It is all hands on deck during harvest. Even accountants like myself lend a hand to get this season’s hall into the winery. Most of the other staff who aren’t directly involved with the making or selling wine look for the more glamorous jobs like grape picking or easy jobs like washing down the floors. The interns usually assist the winemaking team in picking the grapes during night harvest, and the hired pickers for the grapes that must be selected by hand. On the other hand, I love the time just as the sun is coming up and the bins of grapes shine on the tops of the trucks bringing them into the winery. The machine harvest is a fantastic sight to watch. Both man and machine work together to relieve vines of their bounty with such efficiency that I would be scared if I were a vine.
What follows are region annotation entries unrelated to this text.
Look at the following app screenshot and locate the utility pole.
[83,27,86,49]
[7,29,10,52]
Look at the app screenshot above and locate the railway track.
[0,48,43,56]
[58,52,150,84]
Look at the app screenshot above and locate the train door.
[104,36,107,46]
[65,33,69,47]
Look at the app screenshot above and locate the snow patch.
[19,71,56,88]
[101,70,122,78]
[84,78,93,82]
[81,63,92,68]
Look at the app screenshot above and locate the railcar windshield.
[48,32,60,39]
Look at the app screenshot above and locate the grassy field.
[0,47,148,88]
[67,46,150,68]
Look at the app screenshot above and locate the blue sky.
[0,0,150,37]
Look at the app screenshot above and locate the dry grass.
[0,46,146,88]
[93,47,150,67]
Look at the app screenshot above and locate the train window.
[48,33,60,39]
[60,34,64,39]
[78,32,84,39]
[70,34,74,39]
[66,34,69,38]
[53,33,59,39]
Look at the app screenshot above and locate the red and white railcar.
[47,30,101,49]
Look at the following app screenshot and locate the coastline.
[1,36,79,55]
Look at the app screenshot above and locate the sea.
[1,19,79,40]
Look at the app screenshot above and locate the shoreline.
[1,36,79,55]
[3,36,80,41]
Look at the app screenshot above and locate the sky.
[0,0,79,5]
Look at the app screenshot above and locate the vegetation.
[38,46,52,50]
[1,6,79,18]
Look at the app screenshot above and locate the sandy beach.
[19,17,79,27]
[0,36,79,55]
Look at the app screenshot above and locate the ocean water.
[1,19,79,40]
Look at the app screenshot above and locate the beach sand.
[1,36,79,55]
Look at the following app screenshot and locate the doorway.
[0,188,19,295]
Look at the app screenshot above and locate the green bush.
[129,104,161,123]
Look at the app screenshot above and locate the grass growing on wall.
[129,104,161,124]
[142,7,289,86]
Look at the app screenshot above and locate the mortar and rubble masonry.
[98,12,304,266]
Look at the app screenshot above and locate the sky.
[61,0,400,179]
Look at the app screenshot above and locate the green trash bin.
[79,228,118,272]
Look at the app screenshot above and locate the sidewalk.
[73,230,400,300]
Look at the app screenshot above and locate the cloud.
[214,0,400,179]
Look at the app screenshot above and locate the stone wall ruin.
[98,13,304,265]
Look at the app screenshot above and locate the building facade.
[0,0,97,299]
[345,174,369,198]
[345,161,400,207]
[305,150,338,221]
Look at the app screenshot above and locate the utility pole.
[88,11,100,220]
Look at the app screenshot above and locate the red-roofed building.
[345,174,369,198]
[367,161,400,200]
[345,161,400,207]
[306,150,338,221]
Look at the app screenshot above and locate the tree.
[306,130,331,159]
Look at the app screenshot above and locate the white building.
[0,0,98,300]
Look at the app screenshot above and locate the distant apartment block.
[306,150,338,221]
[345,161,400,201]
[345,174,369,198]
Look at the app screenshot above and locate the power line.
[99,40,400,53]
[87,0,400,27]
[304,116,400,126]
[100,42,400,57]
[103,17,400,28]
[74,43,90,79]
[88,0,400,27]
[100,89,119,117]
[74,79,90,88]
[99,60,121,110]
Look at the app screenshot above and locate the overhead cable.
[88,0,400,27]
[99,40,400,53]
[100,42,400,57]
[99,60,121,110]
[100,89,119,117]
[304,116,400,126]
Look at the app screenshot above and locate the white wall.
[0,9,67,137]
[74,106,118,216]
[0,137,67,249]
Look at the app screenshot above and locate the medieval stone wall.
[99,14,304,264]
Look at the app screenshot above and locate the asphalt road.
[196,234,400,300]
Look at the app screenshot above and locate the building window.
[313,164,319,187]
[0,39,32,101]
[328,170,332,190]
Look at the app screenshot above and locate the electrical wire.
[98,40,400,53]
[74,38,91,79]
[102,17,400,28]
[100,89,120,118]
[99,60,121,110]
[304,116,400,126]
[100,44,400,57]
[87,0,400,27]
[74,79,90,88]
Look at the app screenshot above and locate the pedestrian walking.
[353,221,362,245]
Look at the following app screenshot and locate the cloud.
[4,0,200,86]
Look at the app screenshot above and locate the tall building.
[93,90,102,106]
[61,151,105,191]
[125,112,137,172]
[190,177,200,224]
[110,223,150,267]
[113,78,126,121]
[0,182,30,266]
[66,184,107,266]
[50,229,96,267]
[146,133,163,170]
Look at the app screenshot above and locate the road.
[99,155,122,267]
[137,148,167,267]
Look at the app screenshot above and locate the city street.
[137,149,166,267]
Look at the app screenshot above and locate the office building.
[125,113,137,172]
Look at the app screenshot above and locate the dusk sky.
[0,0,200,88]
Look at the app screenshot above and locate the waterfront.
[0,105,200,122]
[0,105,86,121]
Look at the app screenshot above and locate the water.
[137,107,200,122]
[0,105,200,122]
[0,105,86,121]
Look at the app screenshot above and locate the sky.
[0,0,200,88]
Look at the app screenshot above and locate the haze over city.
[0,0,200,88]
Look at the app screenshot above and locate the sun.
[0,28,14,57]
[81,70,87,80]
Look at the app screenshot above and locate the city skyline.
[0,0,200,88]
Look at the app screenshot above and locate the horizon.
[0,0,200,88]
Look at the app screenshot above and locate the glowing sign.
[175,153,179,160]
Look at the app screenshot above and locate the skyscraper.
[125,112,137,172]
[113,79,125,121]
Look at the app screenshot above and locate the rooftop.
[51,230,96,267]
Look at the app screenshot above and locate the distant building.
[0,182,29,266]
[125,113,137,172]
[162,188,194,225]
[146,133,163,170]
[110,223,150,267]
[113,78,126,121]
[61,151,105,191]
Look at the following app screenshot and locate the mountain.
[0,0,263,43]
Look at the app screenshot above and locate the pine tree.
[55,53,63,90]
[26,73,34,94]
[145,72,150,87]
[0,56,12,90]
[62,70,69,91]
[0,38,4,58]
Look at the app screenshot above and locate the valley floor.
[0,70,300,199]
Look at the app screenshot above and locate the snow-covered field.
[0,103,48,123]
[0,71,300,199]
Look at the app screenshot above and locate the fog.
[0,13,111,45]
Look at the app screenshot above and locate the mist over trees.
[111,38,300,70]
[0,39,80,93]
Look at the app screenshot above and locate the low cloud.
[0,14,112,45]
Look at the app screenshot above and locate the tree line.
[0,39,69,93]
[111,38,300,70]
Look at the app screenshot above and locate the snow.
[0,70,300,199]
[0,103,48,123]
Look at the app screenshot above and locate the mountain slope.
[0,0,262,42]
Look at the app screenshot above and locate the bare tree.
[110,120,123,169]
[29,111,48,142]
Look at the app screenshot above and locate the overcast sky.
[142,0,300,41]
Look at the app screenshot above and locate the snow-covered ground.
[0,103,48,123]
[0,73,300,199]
The grapes themselves are most vulnerable at this point too. During transportation to the winery, grapes are susceptible to oxidation, ambient yeasts, and acetic acid bacteria, which turn alcohol into acetic acid, known as vinegar. Steps to prevent this are taken, like harvesting early in the morning when the temperature is cooler and adding sulfur dioxide, which has anti-oxidant and anti-microbial properties. Still, my favorite is the cold storage rooms the small bins are placed in once they reach the winery. I fantasize that I am a scientist entering the cryo-chamber to fetch another bunch of specimens.

The fun begins with Grape Reception, when bins are dumped onto the conveyor belt to be sorted before entering the de-stemmer. I like to think of those who work the sorting table as the first line of defense—looking for enemy combatants and foreign invaders trying to sabotage the making of our elixir. It takes a certain kind of person to work the sorting table. You must be fearless. All matter of insects will strike at you. Wasp and spiders, in particular, love to give a little payback for disrupting their habitat. Once I even found a scorpion hiding under a leaf. Thankfully, the freezer’s cold had slowed its reaction time, keeping me from getting stung.

For quality wines, there are a few options when it comes to sorting. Our main variety is Zinfandel, so a sorter first looks for the unripe bunches of grapes and the grapes that are too bruised to be of any quality for winemaking. This is particularly hard with Zinfandel because it is notorious for unriping evenly, causing some of the grapes to be ripe while others are not all on the same bunch. When I first started knowing which bunches to keep and which to discard was difficult. The winemaker used to come behind me and throw half the bunches back into the conveyor to be de-stemmed. 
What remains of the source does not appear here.